There is more pain and misery yet to fall on the heroic people of Ukraine, but as I write this, Ukrainian forces are actually regaining some ground—an amazing feat that I would not have foreseen in the days before the outbreak of the war. I’ve made some good predictions over the years, along with a few misfires, but I don’t feel too bad about guessing that the Russians would win this war quickly; I think most international-security experts would have said the same thing, and we’re all astonished not only by the performance of the Ukrainian armed forces but by the staggering incompetence, terrible planning, and plain stupidity afflicting the Russian military.

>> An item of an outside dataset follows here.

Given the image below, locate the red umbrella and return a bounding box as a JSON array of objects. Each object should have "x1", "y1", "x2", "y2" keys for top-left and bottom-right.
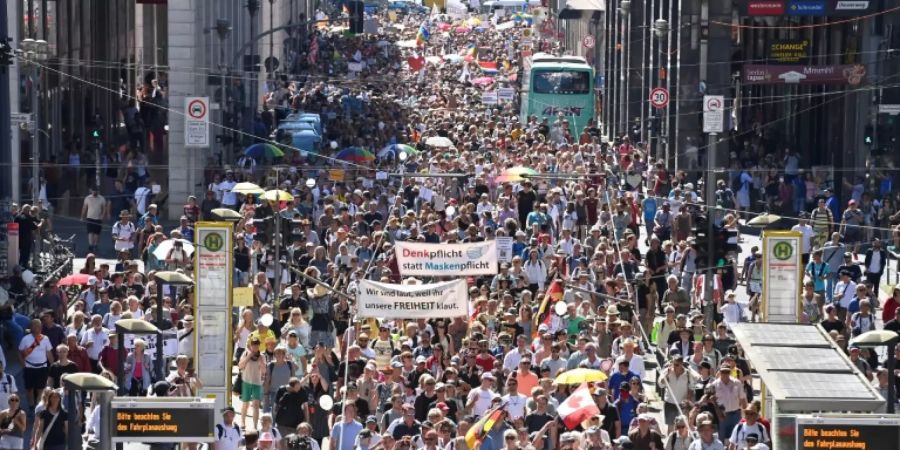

Still, while we might not yet be in World War III, we’re now clearly in a second and very intense Cold War, and we will be for as long as Putin rules Russia. This is not like a Cold War with the old Soviet Union, where we had to fight a global empire trying to take over the world with a revolutionary ideology. No, this time it might even be worse: All of our lives are in danger because of a small group of old men—and one old man in particular—who have adopted crackpot messianic theories about Russia’s role as a liberator of Eurasia.

Compared with Putin and his mystics and priests, the old Soviet Union was a rational and predictable enemy. It might even be the weirdest nostalgia of all to say that the Soviets were a more worthy adversary than this bunch of cranks and gangsters, and that I’d much prefer to be dealing with the old Politburo than the petty germaphobe running the Kremlin now.

With that said, there are responsible people in our government—and, I still believe, in Russia—who don’t want to lose control of an already bad situation. Putin, a vain and insecure man who is used to luxury and power, doesn’t want to die any more than you do. He’s willing to murder a lot of innocent people to soothe his outrage, but I still think we’re going to get through this. And if we do, the suffering of the Ukrainians might even lead us to a better world, but that’s a long subject for another day.

The point is not to let fear consume you the way it did so many of us nearly 40 years ago. It’s no way to live—and it’s not necessary. Be aware of current events, but don’t spend your day with them. Follow the news, but don’t be obsessed by it. Don’t fall into doom-scrolling on the internet. Say a prayer for peace and for the people of Ukraine, if you’re the type. (I am.) And have confidence that one deluded dictator’s schemes are, sooner or later, going to end badly for him.

Perhaps most importantly, if you’re feeling these anxieties, know that it’s perfectly normal, and that you’re not alone. For some of us, it’s even the second time around on this ride. That first rodeo wasn’t fun, but we all learned back then that fear is insidious and debilitating. We don’t need to make that mistake again. Living our lives and remaining calm while letting diplomats and political leaders do their job without undue panic is how we got through all of this the last time, and we’re going to need that kind of steadfastness even after this current war is over.

In the meantime, I’ll do the worrying for both of us, and I’ll be the first to let you know if I think things are getting worse. Hang in there.